Não há chamado para ofícios religiosos na madrugada, não há anúncio bom que
seja feito em meio ao negrume. Só há um fato que faça o sino dobrar: a morte. E
que anúncio terrível, melancólico, pesaroso, de indescritível sofrimento. E
muito mais pela dúvida de quem tenha falecido.
Luzes são
acesas, portas e janelas são abertas, olhos e passos logo vão surgindo. Os
olhares aflitos se lançam de lado a outro procurando avistar os sinais do
acontecido. Não há do que duvidar acaso se aviste uma casa com aglomeração de
pessoas. Os ouvidos também se põem atentos e procuram ouvir os lamentos que
também já ecoam naquele momento.
Mas tudo
silencioso, tudo na normalidade das noites e das madrugadas. Mas os sinos
continuam dobrando seu canto de luto e pesar.
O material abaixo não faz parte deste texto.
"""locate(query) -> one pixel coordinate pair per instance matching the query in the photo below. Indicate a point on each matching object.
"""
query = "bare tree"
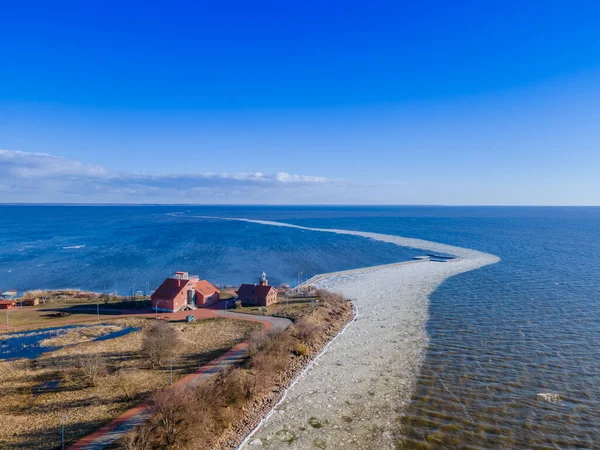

Não demora muito e as
confirmações chegam com os gritos, os soluços, as palavras maldizendo o
destino, os amigos e familiares se transformando num rio de lágrimas e
sofrimentos. Já não se ouve mais o badalar dos sinos.
Relatam
que após anunciar a morte, os sinos das igrejas emudecem para também prantear a
partida. E muito mais se a pessoa falecida costumava frequentar a igreja e contentemente
a ela se dirigia ante o aviso da missa, da ladainha, da procissão. Já outros
afirmam que eles continuam badalando em silêncio. E muito mais altos, pois
enviam mensagens aos céus.
Não faz
muitos dias que ouvi sinos antes do alvorecer, ainda quase na madrugada. Eu
estava no sertão e logo fiquei sabendo das dores germinando na aridez. A manhã
ficou mais triste e a cidade mais empobrecida pela partida daquele instante.
Poeta e cronista
blograngel-sertao.blogspot.com
2 comentários:
Ainda bem meu caro Poeta e Filósofo Rangel, que aqui em nosso povoado, não há sino na igreja; quem avisa é um carro de som, que vai logo dizendo o nome do cidadão a ser sepultado. O susto é rápido mas não nos deixa em dúvida: QUEM É; QUEM SERÁ?
Abraços,
Antonio Oliveira - Bela Vista - Serrinha.
Aqui os sinos da catedral tocam todos os dias, Às seis. São alegres sinos.
Os sinos dobram por vários motivos. Dobram por serem sinos.